On verra alors apparaître un progrès régulier du perfectionnement de la
constitution politique dans notre continent (qui vraisemblablement donnera
un jour des lois à tous les autres). Bornons-nous donc a considérer la
constitution politique et ses lois d'une part, dans la mesure où les deux
choses ont, par ce qu'elles renfermaient de bon, servi pendant un certain
temps a élever des peuples (du même coups a élever les arts et les
sciences), et à les faire briller, mais dans la mesure aussi où ils ont
servi a précipiter leur chute par des imperfections inhérentes à leur nature
(en sorte qu'il est pourtant toujours resté un germe de lumières, germe qui,
au travers de chaque révolution se développant davantage, a préparé un plus
haut degré de perfectionnement) ; alors nous découvrirons un fil conducteur
qui ne sera pas seulement utile à l'explication du jeu embrouillé des
affaires humaines ou à la prophétie politique des transformations civiles
futures — (profit qu'on a déjà tiré de l'histoire des hommes, tout en ne la
considérant que comme le résultat incohérent d'une liberté sans règle) — ;
mais ce fil conducteur ouvrira encore (ce qu'on ne peut raisonnablement
espérer sans présupposer un plan de la nature) mais ce fil conducteur
ouvrira encore (ce qu'on ne peut raisonnablement espérer sans présupposer un
plan de la nature une perspective consolante sur l'avenir ou l'espèce
humaine nous sera représentée dans une ère très lointaine sous l'aspect
qu'elle cherche de toutes ses forces à revêtir : s'élevant jusqu'à l'état où
tous les germes que la nature a placés en elle pourront être pleinement
développés et où sa destinée ici-bas sera pleinement remplie. Une telle
justification de la nature ou mieux de la Providence n'est pas un motif
négligeable pour choisir un centre particulier de perspective sur le monde.

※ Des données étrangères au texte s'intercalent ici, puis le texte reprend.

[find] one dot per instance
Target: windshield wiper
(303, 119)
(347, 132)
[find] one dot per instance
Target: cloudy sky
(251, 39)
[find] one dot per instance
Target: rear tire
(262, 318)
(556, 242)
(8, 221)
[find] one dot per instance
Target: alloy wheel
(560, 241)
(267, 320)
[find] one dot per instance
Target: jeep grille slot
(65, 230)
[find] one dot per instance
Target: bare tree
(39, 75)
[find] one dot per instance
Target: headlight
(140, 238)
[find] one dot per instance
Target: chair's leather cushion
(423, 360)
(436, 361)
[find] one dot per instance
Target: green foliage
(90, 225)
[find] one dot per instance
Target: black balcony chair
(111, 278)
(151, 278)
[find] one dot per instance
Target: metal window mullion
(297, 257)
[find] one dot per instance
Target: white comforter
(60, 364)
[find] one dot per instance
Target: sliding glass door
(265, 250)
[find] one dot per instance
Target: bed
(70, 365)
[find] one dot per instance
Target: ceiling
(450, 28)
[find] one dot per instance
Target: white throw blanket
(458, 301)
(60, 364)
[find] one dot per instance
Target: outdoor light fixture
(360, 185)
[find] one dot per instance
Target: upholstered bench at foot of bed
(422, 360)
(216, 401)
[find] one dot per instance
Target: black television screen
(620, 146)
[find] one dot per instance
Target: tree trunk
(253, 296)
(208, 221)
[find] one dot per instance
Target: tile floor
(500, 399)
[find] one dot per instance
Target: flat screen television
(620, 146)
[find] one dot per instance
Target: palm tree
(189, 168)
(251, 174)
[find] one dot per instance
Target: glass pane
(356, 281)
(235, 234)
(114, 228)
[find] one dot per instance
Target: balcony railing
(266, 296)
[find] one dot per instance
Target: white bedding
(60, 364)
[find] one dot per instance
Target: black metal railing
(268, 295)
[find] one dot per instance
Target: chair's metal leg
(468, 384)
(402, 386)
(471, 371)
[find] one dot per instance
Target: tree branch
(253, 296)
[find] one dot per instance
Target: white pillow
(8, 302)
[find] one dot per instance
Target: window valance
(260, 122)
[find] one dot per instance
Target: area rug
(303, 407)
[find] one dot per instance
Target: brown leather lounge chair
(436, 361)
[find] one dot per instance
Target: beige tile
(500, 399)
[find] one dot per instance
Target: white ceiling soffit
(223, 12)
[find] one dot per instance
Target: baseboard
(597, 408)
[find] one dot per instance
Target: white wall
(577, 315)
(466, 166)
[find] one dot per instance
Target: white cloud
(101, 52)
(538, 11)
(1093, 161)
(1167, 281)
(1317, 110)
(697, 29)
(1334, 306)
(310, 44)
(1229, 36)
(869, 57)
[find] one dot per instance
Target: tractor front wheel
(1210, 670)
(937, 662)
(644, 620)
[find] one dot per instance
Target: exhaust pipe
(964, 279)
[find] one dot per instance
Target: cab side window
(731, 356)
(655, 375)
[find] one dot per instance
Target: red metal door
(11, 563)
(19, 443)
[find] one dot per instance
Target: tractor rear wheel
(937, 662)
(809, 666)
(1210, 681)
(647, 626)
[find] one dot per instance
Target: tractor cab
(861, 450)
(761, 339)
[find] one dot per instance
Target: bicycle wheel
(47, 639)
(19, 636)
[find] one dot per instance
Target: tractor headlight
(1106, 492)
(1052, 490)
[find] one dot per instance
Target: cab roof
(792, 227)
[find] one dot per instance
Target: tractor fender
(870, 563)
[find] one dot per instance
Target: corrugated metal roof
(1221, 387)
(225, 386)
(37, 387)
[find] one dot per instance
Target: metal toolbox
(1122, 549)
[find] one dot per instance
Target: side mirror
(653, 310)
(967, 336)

Car à quoi bon chanter la magnificence et la sagesse de la création dans le
domaine de la nature où la raison est absente ; à quoi bon recommander cette
contemplation, si, sur la vaste scène où agit la sagesse suprême, nous
trouvons un terrain qui fournit une objection inéluctable et dont la vue
nous oblige a détourner les yeux avec mauvaise humeur de ce spectacle ? Et
ce serait le terrain même qui représente le but final de tout le reste :
l'histoire de l'espèce humaine. Car nous désespérerions alors de jamais
rencontrer ici un dessein achevé et raisonnable, et nous ne pourrions plus
espérer cette rencontre que dans un autre monde.